Thanks for the prompt reply! 
I will definitely ask him about that and give you the update...I am also curious to find out where it came from!


----------



## Nancy (Aug 22, 2008)

Yes, baytril is commonly used for URI's especially ones that are progressing rapidly or have turned to pneumonia. Just like any antibiotic, it does take time to work so you may not notice any improvement for a few days. Make certain you give the full time span of the prescription. Stopping early will only make the infection return. 

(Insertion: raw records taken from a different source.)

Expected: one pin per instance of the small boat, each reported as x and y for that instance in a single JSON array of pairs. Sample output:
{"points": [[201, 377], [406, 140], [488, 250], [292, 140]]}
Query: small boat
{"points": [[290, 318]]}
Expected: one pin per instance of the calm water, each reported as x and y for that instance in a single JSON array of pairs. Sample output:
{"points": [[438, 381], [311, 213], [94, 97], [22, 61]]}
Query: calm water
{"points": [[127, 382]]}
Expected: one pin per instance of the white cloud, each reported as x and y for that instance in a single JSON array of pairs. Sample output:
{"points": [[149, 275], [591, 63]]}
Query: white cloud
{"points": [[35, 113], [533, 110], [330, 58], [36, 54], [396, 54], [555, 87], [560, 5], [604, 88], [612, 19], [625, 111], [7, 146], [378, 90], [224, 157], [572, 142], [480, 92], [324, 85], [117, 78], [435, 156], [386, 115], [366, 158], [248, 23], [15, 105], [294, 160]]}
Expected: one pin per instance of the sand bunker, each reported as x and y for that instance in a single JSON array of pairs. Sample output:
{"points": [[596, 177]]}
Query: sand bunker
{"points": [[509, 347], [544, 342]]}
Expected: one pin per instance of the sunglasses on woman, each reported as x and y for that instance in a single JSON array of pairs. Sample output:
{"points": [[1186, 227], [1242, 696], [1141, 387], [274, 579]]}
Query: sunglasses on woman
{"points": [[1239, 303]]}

Just as an example. Our Lily came from the petstore my daughter used to work at. The day she arrived at the store, she was absolutely fine and still was at 10pm that night when my daughter left the store. The next morning at 9am, we stopped in there for a minute and of course my daughter went to get the hedgehog for me to see. Lily was a snotted up mess and sneezing constantly. She was so full of snot that every time she sneezed she blew snot. This was not quite 12 hours later that she went from no symptoms, perfectly fine, to seriously sick. Because she was so bad and there was concern that some of the employees might not not be so conscientious about giving her her meds, the manager allowed us to bring her home to treat. She was put on Baytril and it took 10 days before she showed even the slightest improvement. Of course during this time we fell in love with the snotty little bundle of quills and Lily ended up living here. :lol:


----------



## Tracy (Mar 5, 2015)

I took my hog to the vets and told him that I thought she had pneumonia.he listened to her chest and gave me baytril. He told me to give her 0.8ml twice a day. When I filled the syringe to 0.8, I thought it seemed an awful lot of liquid for a small hog. However, I more or less forced the said amount into her. I decided to look online at the recommended dosage and although it is 0.8ml, that is per kilo and my hog only weighs 360gms.i did not give her any this morning as she has become more poorly. I am going to reduce the amount tonight to 0.1/0.2ml. She is not eating and has not drank any water since.i have probably overdosed her, no thanks to the vet. I just hope she makes it


----------



## Lilysmommy (Jan 7, 2009)

It'd be a good idea to start your own thread, Tracy, this one is from over 4 years ago. It gets confusing when people bring up old threads. 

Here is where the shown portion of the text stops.